A friend recently reported that her Creative Writing professor discouraged writing about children because “children don’t have sex or agency”. Charles Dickens gave the lie to this claim 160 years ago (though not the sex part, thank God — we don’t need that kind of blog traffic around here). It’s true, for the first part of his life (and half the book) young Davie isn’t the engine of his own fate. Rather he is buffeted to and fro by the rising and falling fortunes of his family and acquaintances. No matter what happens to him in this period, he maintains an aspect of perfect, childlike guilelessness. As he gets older, David gets better at judging character but always remains earnest in his dealings with people. Over nine hundred pages (or about thirty years) he only thinks ill of maybe four people, fleetingly, and only speaks his mind to one of them. By and large, fate/karma delivers to the villains of the book their just deserts, without David having to sully his hands by interfering.

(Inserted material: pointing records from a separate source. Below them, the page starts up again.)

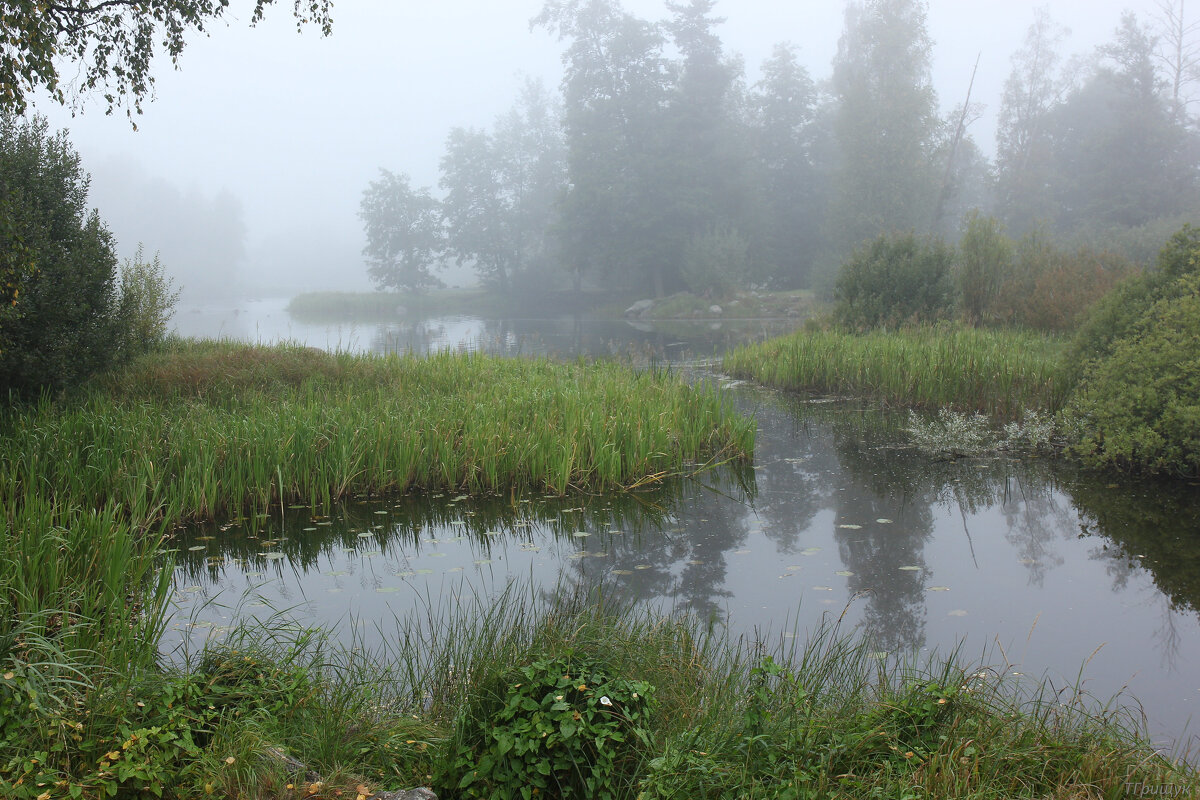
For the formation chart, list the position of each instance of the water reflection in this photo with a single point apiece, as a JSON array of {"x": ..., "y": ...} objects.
[{"x": 835, "y": 513}]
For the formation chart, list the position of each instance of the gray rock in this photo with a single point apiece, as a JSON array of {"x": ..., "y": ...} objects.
[
  {"x": 640, "y": 307},
  {"x": 419, "y": 793}
]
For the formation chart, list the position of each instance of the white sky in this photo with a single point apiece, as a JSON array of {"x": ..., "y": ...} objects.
[{"x": 295, "y": 125}]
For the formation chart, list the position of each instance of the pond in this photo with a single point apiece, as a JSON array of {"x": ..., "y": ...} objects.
[{"x": 1023, "y": 564}]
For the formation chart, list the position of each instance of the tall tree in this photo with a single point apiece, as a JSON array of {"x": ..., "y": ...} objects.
[
  {"x": 502, "y": 190},
  {"x": 793, "y": 190},
  {"x": 112, "y": 42},
  {"x": 1033, "y": 88},
  {"x": 405, "y": 233},
  {"x": 1121, "y": 157},
  {"x": 886, "y": 122}
]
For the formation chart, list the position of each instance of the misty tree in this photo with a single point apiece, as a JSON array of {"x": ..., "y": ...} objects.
[
  {"x": 405, "y": 233},
  {"x": 793, "y": 187},
  {"x": 615, "y": 86},
  {"x": 1179, "y": 54},
  {"x": 107, "y": 46},
  {"x": 886, "y": 122},
  {"x": 502, "y": 190},
  {"x": 1036, "y": 84},
  {"x": 1120, "y": 156}
]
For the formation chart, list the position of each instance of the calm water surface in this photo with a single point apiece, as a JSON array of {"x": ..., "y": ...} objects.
[{"x": 1026, "y": 563}]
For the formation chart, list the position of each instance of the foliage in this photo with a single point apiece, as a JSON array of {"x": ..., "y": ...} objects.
[
  {"x": 715, "y": 263},
  {"x": 886, "y": 122},
  {"x": 559, "y": 727},
  {"x": 60, "y": 325},
  {"x": 1140, "y": 405},
  {"x": 984, "y": 259},
  {"x": 405, "y": 230},
  {"x": 112, "y": 42},
  {"x": 895, "y": 280},
  {"x": 1049, "y": 288},
  {"x": 145, "y": 305}
]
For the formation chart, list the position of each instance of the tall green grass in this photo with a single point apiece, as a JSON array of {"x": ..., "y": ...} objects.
[
  {"x": 215, "y": 429},
  {"x": 996, "y": 372},
  {"x": 815, "y": 715}
]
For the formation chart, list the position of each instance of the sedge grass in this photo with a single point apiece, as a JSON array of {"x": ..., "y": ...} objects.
[
  {"x": 216, "y": 429},
  {"x": 996, "y": 372}
]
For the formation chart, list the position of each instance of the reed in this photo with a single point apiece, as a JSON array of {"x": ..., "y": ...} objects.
[
  {"x": 216, "y": 429},
  {"x": 996, "y": 372}
]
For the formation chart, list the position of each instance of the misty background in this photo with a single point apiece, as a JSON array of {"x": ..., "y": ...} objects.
[{"x": 249, "y": 168}]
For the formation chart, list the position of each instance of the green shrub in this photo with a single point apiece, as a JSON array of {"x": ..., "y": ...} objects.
[
  {"x": 717, "y": 262},
  {"x": 895, "y": 280},
  {"x": 1139, "y": 407},
  {"x": 1050, "y": 289},
  {"x": 985, "y": 257},
  {"x": 59, "y": 325},
  {"x": 559, "y": 727}
]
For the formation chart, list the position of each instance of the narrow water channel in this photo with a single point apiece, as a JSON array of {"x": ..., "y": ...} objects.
[{"x": 1024, "y": 564}]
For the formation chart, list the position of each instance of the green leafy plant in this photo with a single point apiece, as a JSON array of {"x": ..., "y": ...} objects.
[
  {"x": 556, "y": 728},
  {"x": 895, "y": 280}
]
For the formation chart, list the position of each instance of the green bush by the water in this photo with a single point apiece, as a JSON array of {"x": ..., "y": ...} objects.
[
  {"x": 493, "y": 697},
  {"x": 211, "y": 429},
  {"x": 996, "y": 372}
]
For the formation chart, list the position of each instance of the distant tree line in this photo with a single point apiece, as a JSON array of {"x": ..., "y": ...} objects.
[{"x": 659, "y": 167}]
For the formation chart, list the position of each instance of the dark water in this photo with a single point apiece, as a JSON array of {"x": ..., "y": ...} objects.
[{"x": 1021, "y": 563}]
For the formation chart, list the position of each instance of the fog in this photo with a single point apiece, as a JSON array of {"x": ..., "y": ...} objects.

Dickens acknowledged that David Copperfield was semi-autobiographical, and the writing sparkles where the author drops any pretense to the contrary and the description might be ascribed to either author or character:
“I have been very fortunate in wordly matters; many men have worked much harder, and not succeeded half so well; but I never could have done what I have done, without the habits of punctuality, order, and diligence, without the determination to concentrate myself on one object at a time, no matter how quickly its successor should come upon its heels, which I then formed. Heaven knows I write this, in no spirit of self-laudation. The man who reviews his own life, as I do mine, in going on here, from page to page, had need to have been a good man indeed, if he would be spared the sharp consciousness of many talents neglected, many opportunities wasted, many erratic and perverted feelings constantly at war within his breast, and defeating him. I do not hold one natural gift, I dare say, that I have not abused. My meaning simply is, that whatever I have tried to do in life, I have tried with all my heart to do well; that whatever I have devoted myself to, I have devoted myself to completely; that, in great aims and in small, I have always been thoroughly in earnest. I have never believed it possible that any natural or improved ability can claim immunity from the companionship of the steady, plain, hard-working qualities, and hope to gain its end. There is no such thing as such fulfilment on this earth. Some happy talent, and some fortunate opportunity, may form the two sides of the ladder on which some men amount, but the rounds of that ladder must be made of stuff to stand wear and tear; and there is no substitute for thorough-going, ardent, and sincere earnestness.”
The book also sparkles when David is in love (often), when David is admiring of a peer (often), and whenever Wilkins Micawber embarks on a speech or letter.
According to Wikipedia, a big screen adaptation of David Copperfield is in the works, featuring Simon Pegg as Uriah Heep. IMDb, however, discloses no such plan.